Raise your hand if you heeded the advice. [picturing fewer hands up]
I was advised to do the same earlier in my career, and I recall thinking patient people were just slow, out of touch, and wishy-washy. Why couldn’t they just make a decision, I bemoaned. One of my mottos to this day is, “Let’s go!” which is not really the motto of patient people.

It has taken me a while, but it turns out, those advising of patience knew what they were talking about. I finally have developed patience and have observed five things about it that are worth sharing:
  1. Patience brings perspective. If you slow down to think things through, you are more capable of seeing more to the story of any situation. The newly expanded perspective will enable you to present yourself better to others.
  2. Patience yields better results.
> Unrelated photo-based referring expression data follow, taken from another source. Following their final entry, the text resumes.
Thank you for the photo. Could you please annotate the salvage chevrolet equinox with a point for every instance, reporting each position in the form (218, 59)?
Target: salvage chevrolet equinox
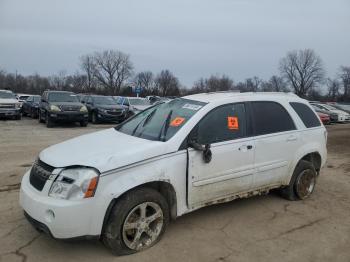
(126, 183)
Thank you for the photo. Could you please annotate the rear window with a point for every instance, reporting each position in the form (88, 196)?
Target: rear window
(270, 117)
(306, 114)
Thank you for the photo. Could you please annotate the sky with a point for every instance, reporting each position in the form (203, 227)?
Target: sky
(191, 38)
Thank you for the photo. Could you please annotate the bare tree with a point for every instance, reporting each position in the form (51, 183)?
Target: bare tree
(250, 85)
(58, 81)
(167, 84)
(345, 78)
(212, 84)
(333, 88)
(146, 81)
(87, 64)
(113, 68)
(303, 70)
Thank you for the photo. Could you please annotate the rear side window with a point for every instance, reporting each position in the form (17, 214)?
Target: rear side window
(224, 123)
(270, 117)
(306, 114)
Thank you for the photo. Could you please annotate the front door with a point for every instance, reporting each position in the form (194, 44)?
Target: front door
(231, 168)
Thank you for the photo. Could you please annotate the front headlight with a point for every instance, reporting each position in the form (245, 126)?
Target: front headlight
(102, 110)
(54, 108)
(83, 109)
(75, 184)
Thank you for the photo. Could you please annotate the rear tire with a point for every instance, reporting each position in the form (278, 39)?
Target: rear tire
(83, 123)
(302, 183)
(129, 229)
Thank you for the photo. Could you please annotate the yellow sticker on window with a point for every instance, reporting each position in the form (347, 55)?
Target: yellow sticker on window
(177, 121)
(232, 123)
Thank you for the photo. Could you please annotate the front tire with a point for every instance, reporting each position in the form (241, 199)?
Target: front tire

When you are calm, cool, and collected, your brain works differently than when it is under duress; therefore, you are able to be more creative and identify better solutions for whatever is causing the impatience.
  3. Patience builds relationships. Our leaders are pressured to improve performance, while staff is pressured to do more with less. Our leaders want to build effective teams, while staff wants decisions made faster. The complexity of business today adds to the pressure everyone feels, and it is testing patience of staff at all levels. Today’s workplace calls for patience, as does the marketplace.
  4. Patience opens eyes and doors. When you are patient with someone who sees things differently than you, you can learn from them. Your openness can lead to more opportunities.
  5. Patience is a mirror. When you get impatient with a colleague (or, child), think about the cause of your impatience. You might discover that you contributed to the cause of your own impatience and frustration. Perhaps you didn’t train the colleague well or were unclear about expectations.
The next time you get impatient with someone, reflect on the bigger picture, potential solutions, your relationship, opportunities, and your contribution to the situation. Your reflection will allow you to see your maturity as a leader and your impact on others. Patience is not about waiting a long time; it is about how one behaves while waiting.

What else have you noticed about patience?